There are many rumors in Westminster (London’s seat of power) about conservatives from the lower clergy sending letters about the loss of confidence in the prime minister to Graham Brady, the chairman of the 1922 Committee, the name given to the group of elected members of the broken.

On Wednesday (19), as Johnson prepared for the traditional weekly question session of the prime minister in parliament, a Conservative MP jumped to the Labor Party, that is, to the opposition.

Christian Wakeford has been openly critical of Johnson in recent days and called the scandal “embarrassing” in a Jan. 12 tweet. “How do you defend the indefensible?
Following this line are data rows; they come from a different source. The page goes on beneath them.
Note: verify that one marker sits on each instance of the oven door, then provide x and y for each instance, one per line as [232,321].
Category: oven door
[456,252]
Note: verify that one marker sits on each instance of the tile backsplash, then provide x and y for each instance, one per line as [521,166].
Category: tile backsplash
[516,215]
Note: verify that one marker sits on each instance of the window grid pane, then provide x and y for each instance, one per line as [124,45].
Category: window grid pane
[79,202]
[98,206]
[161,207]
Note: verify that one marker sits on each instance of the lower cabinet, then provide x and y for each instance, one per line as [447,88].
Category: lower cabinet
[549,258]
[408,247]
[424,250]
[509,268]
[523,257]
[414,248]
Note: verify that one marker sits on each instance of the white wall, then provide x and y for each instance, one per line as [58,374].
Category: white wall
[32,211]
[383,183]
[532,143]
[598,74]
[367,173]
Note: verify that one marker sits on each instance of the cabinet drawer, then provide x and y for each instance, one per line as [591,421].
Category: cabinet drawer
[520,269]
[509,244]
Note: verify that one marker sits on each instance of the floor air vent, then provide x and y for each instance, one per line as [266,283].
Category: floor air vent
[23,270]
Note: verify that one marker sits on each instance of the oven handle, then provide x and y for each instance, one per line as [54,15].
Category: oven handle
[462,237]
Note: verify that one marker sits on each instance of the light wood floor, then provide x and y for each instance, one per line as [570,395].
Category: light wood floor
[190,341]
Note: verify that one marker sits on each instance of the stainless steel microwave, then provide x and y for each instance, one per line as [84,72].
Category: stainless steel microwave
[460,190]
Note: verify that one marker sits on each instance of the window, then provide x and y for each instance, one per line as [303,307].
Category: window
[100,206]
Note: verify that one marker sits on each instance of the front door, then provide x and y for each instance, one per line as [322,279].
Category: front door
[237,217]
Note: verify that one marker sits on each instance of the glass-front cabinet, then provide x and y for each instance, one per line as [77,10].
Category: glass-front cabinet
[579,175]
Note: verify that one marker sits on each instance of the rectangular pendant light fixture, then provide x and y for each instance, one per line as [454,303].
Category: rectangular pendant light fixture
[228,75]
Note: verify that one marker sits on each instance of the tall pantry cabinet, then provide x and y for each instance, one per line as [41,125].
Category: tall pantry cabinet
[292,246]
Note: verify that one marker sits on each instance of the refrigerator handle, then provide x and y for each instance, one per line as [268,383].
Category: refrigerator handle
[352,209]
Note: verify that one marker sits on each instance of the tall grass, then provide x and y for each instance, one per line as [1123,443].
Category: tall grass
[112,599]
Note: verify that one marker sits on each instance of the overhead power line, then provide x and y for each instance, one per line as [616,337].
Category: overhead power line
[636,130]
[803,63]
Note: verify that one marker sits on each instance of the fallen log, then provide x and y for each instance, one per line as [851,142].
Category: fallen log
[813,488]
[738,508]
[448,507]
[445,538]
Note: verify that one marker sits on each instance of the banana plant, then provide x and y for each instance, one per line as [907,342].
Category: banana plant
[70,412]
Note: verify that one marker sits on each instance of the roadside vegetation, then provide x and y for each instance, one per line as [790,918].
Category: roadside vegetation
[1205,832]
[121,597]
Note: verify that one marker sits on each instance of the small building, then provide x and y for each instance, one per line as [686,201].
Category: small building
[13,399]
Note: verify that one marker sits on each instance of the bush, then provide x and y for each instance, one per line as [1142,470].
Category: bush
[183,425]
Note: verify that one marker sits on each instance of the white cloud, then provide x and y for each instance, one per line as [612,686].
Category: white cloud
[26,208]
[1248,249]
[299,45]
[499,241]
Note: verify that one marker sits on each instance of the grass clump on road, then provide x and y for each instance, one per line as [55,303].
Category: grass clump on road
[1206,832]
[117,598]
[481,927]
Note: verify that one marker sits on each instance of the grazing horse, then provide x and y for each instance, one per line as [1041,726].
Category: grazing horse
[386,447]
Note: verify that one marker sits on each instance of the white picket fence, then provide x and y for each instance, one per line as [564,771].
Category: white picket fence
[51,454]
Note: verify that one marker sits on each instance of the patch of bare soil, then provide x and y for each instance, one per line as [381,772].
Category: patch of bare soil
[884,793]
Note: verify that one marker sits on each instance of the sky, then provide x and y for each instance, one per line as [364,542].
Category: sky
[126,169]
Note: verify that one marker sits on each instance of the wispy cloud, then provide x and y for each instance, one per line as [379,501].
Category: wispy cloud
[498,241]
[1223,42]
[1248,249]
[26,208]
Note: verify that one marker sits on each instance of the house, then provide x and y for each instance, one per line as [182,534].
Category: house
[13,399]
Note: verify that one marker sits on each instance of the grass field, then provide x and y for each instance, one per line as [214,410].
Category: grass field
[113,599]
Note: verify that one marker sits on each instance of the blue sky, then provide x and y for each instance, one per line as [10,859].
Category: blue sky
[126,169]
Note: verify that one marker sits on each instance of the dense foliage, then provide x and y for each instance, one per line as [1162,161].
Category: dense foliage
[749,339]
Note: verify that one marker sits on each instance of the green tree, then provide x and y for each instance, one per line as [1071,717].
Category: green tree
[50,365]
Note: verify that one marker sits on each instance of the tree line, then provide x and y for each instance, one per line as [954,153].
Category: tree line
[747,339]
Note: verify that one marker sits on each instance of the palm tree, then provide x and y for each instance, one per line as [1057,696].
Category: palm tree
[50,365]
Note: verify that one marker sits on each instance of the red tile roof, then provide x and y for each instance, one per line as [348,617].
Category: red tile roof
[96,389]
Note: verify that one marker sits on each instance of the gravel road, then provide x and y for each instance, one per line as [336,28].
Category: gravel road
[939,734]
You can’t!” Wakeford posted.

withdrawal process

The 1922 Committee is the Conservative Party’s grassroots group in parliament, that is, elected lawmakers who are not in government as ministers or secretaries. Graham Brady is the longtime chairman of the group.

Under Conservative Party rules, if deputies want to get rid of their leader, they submit a confidential letter of distrust to the Presidency, which keeps it secret and does not reveal the number of signatories or names until a decision is made.

Cards can be canceled even after they have been delivered, so the number of cards can constantly change, increasing or decreasing.

When 15% of Conservative legislators submitted letters, a vote of confidence among all Conservative legislators is triggered.

Currently, after Wakeford’s defection, the Conservative Party has 359 MPs, which means it takes 54 letters to open a vote. Then it takes 180 votes against Johnson to remove him from office.

Johnson’s predecessor, Theresa May, went through this process in 2018: Representatives submitted enough letters to open a no-confidence vote, but May survived and remained in office.

On paper at least, defeating a vote of no confidence strengthens a prime minister, as another such vote cannot happen within 12 months. But in practice, going through the process, even if the prime minister wins, tends to be fatal. May stepped down as prime minister a year after winning the vote of no confidence.

a new premier

If Boris Johnson is removed from office, the Conservative Party will decide the name of his successor or successor. The act would not trigger a new national parliamentary election, which ensures that all current lawmakers retain their posts.

The current deputy prime minister is Dominic Raab, but that doesn’t mean he will automatically become prime minister if Johnson falls.

Instead, the Conservative Party would launch its own complicated process to choose a new leader, with Chancellor Rishi Sunak and Foreign Secretary Liz Truss among the leading candidates.

letters sent

Only the leader of the Conservatives, Graham Brady, knows how many letters are asking for the initiation of Johnson’s withdrawal process.

Part of the reason Brady has been chairman of the 1922 Committee is his discretion – he never reveals how many letters he keeps in his safe.

But the tide of rumors in Westminster has grown a lot this week. The latest news is that an effort by Johnson’s loyal followers to quell rebellion among newly elected deputies in 2019 has gone terribly wrong, leading to a new wave of letters to the 1922 Committee.

The so-called “pork pie conspiracy”

The British press has talked a lot about speculation that MP Alicia Kearns, elected by the Rutland and Melton district, has recently organized a meeting of Conservative supporters who are unhappy with the current situation.

The congresswoman’s district is known for being home to the famous Melton Mowbray pork pie. It is probably just an odd coincidence that “pork pie”, or “pork pie” in English, is Cockney slang for “lie” – just what Boris Johnson is often accused of doing.

* Sarah Dean, Niamh Kennedy, and Amy Cassidy contributed to this story

This content was originally created in English.